Si alguien te pidiera que describieras a Anna Karenina, al capitán Ahab de Moby Dick o a tu personaje favorito de un libro, probablemente mencionarías algunas de las características de su personalidad. Podrías hablar de la belleza de Anna, de la obstinación de Ahab por cazar a la ballena, pero esto no quiere decir que estas imaginando a una persona. Nada tan determinado, ni tan concreto.
Para bien o para mal, los autores proveen a sus personajes de descripciones sobre el comportamiento, la visión y la mentalidad que puedan tener, pero en cuanto a la descripción física, muchas veces nos dejan con combinaciones extrañas de detalles aislados, partes del cuerpo aquí y allá, quizá un rasgo facial relevante para la personalidad o la escena, pero somos nosotros quienes llenamos los detalles. O a veces, ni siquiera eso. Nuestro borrador mental puede lidiar con una versión incompleta de una persona y, como señala Peter Mendelsund, no importa. Los rasgos de un personaje sólo son relevantes en tanto ayuden a refinar su carácter.

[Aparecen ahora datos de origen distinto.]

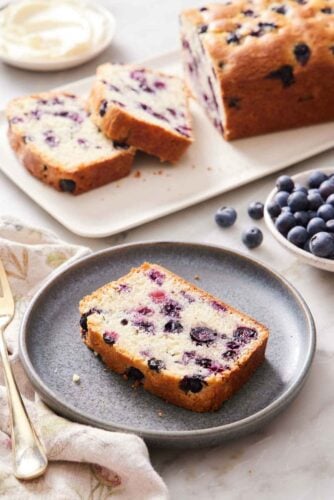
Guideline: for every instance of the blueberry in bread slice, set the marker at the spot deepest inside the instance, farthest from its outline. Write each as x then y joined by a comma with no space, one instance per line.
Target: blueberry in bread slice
144,108
57,142
258,67
180,342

Visualizar algo sistemáticamente es un acto necesariamente voluntario. Aunque una imagen vaga aparece rápidamente, se cae bajo el más mínimo escrutinio. Mendelsund somete a Karenina a diversos exámenes.
El experimento mental es clave. Imagínense a su madre. Luego imagínense a su personaje favorito. O su casa, y luego una casa emblemática como Howard’s End (de la novela del mismo nombre) o el castillo de Drácula. La diferencia entre la visualización de algo tan familiar como su madre o su casa es que mientras más concentración puedan tener, más detalles de esos lugares o personas conocidas se irán revelando. No es tan fácil con los motivos literarios porque nunca los hemos visto. No hay concentración suficiente que escarbe la memoria de esos personajes o lugares. No podemos recordar la nariz de Karenina porque nunca la hemos visto.
Salvo en las películas, pero ese es un tema aparte, porque imágenes tan claras arriesgan con convertirse en nuestro top of mind muy fácilmente. Sobre este y otro tema profundiza Mendelsund en su libro What We See When We Read, del que vimos un extracto en The Paris Review.